Sollten die anderen europäischen Länder Deutschland darin nicht unterstützen wollen, dann ist es denkbar, dass Deutschland letztendlich in Europa enttäuscht wird. Was dann geschieht, ist Kaffeesatzleserei. Aber wahrscheinlich ist es so, dass Deutschland dann mehr seinen eigenen Weg suchen wird – sowohl auf dem Kontinent als auch in der Welt. Das dürfen die Niederlande nicht geschehen lassen, denn das braust gegen viele unserer Interessen an. Zwar muss so eine „Politik der freien Hand“ keine Zerfaserung Europas bedeuten, aber sie kann sich wohl in einem Kontext von so viel Stagnation und selbst Desintegration abspielen, dass das Zusammenleben in Europa davon nicht angenehmer wird.

Deutschland führt uns aus der Eurokrise und mehr Europa ist der Preis, den wir damit gewinnen.

Der Text ist der Epilog des Buches „Hart van Europa.
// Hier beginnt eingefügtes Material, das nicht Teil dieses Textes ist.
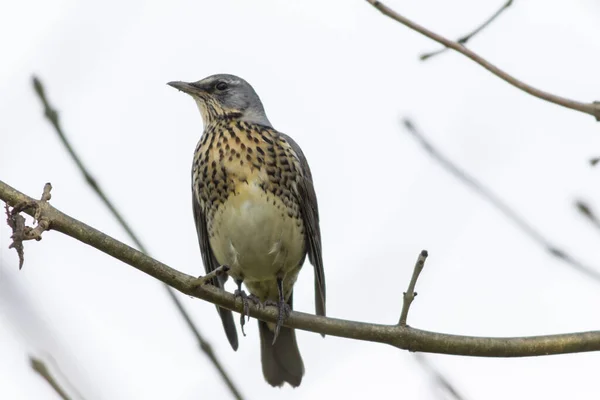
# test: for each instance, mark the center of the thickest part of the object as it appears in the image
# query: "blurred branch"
(410, 294)
(440, 380)
(52, 115)
(500, 205)
(592, 109)
(40, 367)
(402, 337)
(588, 213)
(464, 39)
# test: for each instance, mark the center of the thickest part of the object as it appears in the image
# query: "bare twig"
(588, 213)
(22, 232)
(592, 109)
(464, 39)
(410, 294)
(40, 367)
(223, 269)
(438, 378)
(500, 205)
(52, 116)
(403, 337)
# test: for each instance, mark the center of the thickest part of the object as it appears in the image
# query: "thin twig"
(22, 232)
(410, 294)
(407, 338)
(52, 116)
(592, 109)
(464, 39)
(588, 213)
(40, 367)
(440, 380)
(500, 205)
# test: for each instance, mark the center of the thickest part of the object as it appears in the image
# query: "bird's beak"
(185, 87)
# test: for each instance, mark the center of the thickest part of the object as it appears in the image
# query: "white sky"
(337, 76)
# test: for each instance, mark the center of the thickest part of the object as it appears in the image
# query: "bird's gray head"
(225, 96)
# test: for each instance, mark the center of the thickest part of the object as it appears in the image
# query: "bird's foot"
(284, 312)
(246, 299)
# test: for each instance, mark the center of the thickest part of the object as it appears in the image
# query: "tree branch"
(585, 210)
(410, 294)
(500, 205)
(592, 109)
(464, 39)
(440, 380)
(407, 338)
(40, 367)
(52, 115)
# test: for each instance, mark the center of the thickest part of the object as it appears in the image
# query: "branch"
(592, 109)
(464, 39)
(40, 367)
(440, 380)
(402, 337)
(500, 205)
(410, 294)
(588, 213)
(52, 116)
(21, 232)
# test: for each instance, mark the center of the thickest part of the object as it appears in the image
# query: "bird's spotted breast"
(233, 152)
(245, 178)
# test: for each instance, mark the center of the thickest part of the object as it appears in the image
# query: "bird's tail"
(281, 361)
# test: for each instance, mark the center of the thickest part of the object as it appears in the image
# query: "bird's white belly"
(255, 236)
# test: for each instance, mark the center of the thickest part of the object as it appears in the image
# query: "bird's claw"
(284, 312)
(246, 299)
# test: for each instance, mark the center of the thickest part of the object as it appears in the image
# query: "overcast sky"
(337, 76)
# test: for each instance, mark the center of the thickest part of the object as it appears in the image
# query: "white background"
(337, 76)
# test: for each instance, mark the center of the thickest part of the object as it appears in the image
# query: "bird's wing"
(210, 264)
(310, 215)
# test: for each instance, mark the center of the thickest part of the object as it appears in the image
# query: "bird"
(256, 212)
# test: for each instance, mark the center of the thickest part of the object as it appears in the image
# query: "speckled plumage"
(238, 164)
(255, 210)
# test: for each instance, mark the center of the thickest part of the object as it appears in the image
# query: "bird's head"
(224, 95)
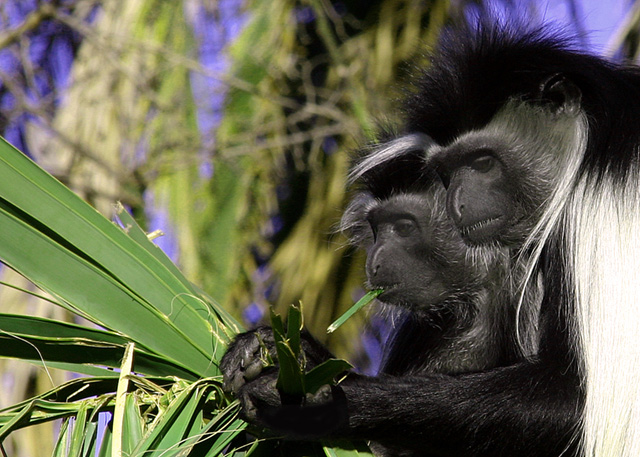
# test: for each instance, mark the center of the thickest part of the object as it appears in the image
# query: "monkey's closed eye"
(404, 227)
(483, 164)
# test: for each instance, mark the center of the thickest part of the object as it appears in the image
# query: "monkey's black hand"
(318, 415)
(246, 358)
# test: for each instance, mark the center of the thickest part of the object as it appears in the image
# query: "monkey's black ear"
(560, 94)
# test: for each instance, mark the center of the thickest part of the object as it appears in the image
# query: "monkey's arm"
(524, 410)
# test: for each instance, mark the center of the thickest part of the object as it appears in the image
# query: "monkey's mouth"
(485, 230)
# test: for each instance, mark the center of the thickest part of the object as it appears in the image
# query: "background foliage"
(228, 125)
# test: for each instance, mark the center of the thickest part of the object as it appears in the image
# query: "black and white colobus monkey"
(537, 148)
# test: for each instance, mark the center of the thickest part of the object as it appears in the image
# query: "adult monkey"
(535, 144)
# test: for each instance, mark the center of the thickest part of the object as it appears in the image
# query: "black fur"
(518, 404)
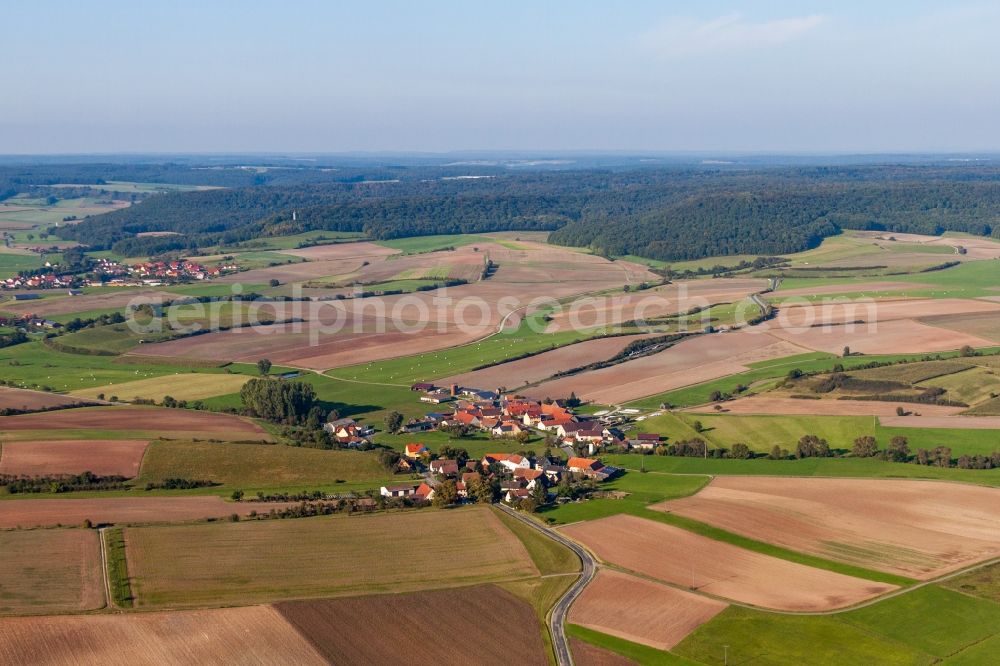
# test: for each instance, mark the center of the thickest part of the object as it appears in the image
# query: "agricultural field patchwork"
(233, 563)
(718, 569)
(50, 571)
(919, 529)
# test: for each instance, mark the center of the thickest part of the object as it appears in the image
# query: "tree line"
(665, 213)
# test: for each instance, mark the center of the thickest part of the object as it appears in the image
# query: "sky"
(348, 76)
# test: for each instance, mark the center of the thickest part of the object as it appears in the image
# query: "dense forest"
(669, 213)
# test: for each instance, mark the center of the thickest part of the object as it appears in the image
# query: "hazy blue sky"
(214, 75)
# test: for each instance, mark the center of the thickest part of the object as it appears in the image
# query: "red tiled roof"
(583, 463)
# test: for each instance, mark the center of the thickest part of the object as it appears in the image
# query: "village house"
(644, 440)
(444, 467)
(516, 494)
(348, 429)
(590, 467)
(398, 491)
(414, 451)
(424, 492)
(509, 461)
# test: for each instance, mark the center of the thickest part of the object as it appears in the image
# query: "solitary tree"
(445, 494)
(898, 449)
(865, 446)
(740, 450)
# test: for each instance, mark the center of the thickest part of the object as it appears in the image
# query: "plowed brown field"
(483, 625)
(776, 404)
(691, 361)
(684, 558)
(48, 512)
(920, 529)
(256, 635)
(541, 366)
(166, 421)
(585, 654)
(641, 611)
(250, 562)
(337, 333)
(49, 571)
(23, 399)
(102, 457)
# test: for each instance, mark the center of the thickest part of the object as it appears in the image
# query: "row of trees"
(669, 214)
(291, 403)
(811, 446)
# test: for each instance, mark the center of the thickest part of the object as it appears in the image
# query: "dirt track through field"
(640, 610)
(681, 557)
(920, 529)
(482, 624)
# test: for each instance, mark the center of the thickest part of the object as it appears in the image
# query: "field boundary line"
(105, 572)
(557, 614)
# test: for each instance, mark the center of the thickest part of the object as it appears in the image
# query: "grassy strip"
(641, 654)
(774, 551)
(550, 556)
(121, 590)
(698, 394)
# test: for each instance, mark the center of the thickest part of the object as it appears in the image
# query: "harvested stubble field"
(481, 624)
(585, 654)
(691, 361)
(253, 635)
(640, 610)
(113, 457)
(920, 529)
(681, 296)
(50, 571)
(340, 251)
(339, 333)
(248, 562)
(873, 289)
(782, 404)
(256, 466)
(177, 422)
(23, 399)
(117, 510)
(894, 336)
(681, 557)
(181, 386)
(956, 422)
(981, 325)
(109, 300)
(542, 366)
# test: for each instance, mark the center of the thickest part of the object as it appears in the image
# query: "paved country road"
(557, 619)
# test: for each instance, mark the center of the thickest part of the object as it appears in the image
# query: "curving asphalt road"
(557, 618)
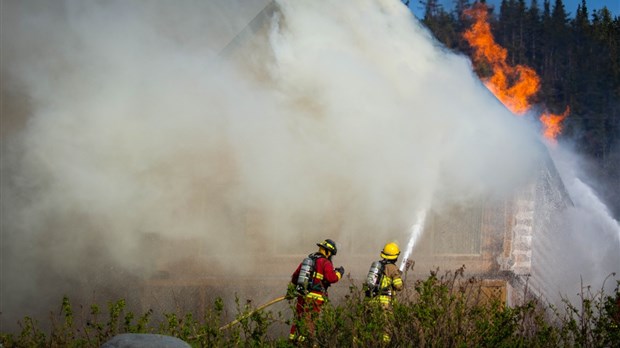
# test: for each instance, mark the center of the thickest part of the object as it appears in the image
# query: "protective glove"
(291, 292)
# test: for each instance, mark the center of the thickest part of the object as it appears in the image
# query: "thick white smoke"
(126, 122)
(586, 246)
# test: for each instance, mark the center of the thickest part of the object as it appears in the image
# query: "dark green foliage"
(439, 311)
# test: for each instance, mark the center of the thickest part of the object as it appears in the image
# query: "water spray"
(416, 231)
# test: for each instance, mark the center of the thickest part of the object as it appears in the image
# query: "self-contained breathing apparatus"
(374, 278)
(306, 274)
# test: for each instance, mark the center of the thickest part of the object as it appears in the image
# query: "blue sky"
(569, 5)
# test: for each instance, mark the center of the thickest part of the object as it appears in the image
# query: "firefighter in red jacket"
(310, 283)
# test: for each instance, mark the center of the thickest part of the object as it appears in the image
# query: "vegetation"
(576, 57)
(439, 311)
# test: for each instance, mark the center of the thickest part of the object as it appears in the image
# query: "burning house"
(497, 240)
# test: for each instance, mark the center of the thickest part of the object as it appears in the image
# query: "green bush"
(439, 311)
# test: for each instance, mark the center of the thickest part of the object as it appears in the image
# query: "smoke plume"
(124, 121)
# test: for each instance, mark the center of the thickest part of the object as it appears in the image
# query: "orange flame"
(512, 85)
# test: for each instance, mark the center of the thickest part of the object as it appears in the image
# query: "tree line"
(577, 59)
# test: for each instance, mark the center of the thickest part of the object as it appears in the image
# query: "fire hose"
(259, 308)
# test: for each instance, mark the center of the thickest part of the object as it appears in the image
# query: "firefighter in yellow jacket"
(384, 279)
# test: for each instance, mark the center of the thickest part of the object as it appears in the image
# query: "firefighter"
(312, 293)
(384, 279)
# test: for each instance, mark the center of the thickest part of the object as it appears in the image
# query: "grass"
(440, 311)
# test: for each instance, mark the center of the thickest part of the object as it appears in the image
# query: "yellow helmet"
(328, 245)
(390, 251)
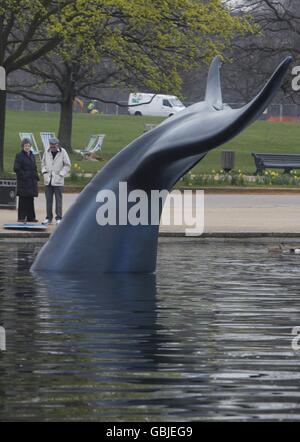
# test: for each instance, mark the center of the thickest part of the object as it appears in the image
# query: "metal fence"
(278, 111)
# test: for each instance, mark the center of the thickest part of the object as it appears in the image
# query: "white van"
(159, 106)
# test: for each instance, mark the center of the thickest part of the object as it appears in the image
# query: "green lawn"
(121, 130)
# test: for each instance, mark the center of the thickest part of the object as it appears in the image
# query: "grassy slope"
(121, 130)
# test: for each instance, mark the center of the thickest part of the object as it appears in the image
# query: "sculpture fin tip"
(213, 94)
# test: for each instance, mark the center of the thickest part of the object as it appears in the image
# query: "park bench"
(287, 162)
(93, 146)
(149, 127)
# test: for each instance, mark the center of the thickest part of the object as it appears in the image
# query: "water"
(209, 339)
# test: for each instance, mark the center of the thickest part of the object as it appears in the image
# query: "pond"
(208, 338)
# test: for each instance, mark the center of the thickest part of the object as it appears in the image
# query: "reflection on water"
(208, 338)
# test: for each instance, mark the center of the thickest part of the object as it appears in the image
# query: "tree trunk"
(2, 127)
(65, 124)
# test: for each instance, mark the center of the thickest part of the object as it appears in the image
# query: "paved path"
(235, 213)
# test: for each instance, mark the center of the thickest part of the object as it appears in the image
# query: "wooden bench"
(287, 162)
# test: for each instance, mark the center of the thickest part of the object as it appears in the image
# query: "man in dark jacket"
(27, 182)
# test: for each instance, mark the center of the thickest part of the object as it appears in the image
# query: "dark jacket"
(27, 175)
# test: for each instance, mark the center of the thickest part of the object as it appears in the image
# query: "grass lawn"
(121, 130)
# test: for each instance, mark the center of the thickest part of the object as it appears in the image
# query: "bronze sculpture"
(156, 160)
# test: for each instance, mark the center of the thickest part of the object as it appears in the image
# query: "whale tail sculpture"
(154, 161)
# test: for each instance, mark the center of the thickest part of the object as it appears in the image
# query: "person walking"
(55, 166)
(27, 182)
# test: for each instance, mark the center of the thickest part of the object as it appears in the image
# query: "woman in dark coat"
(27, 182)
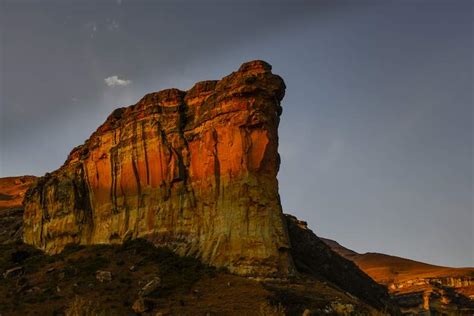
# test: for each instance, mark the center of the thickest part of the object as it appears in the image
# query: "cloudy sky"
(376, 136)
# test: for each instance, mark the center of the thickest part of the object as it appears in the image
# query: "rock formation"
(192, 170)
(417, 287)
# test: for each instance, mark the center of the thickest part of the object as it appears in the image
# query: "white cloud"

Hoe Duitsland ons uit de crisis voert en tegen welke prijs“ („Das Herz Europas. Wie Deutschland uns aus der Krise führt und um welchen Preis“), Prometheus, Bert Bakker, Amsterdam 2014 , das am 15. April in Den Haag vorgestellt wurde.

Der Autor war von 1989 bis 2013 im diplomatischen Dienst der Niederlande tätig, unter anderem als Botschafter in Warschau (2006-2009) und dann bis 2013 als Botschafter in Berlin. Er ist jetzt Senior Visiting Research Fellow bei Clingendael – Netherlands Institute of International Relations.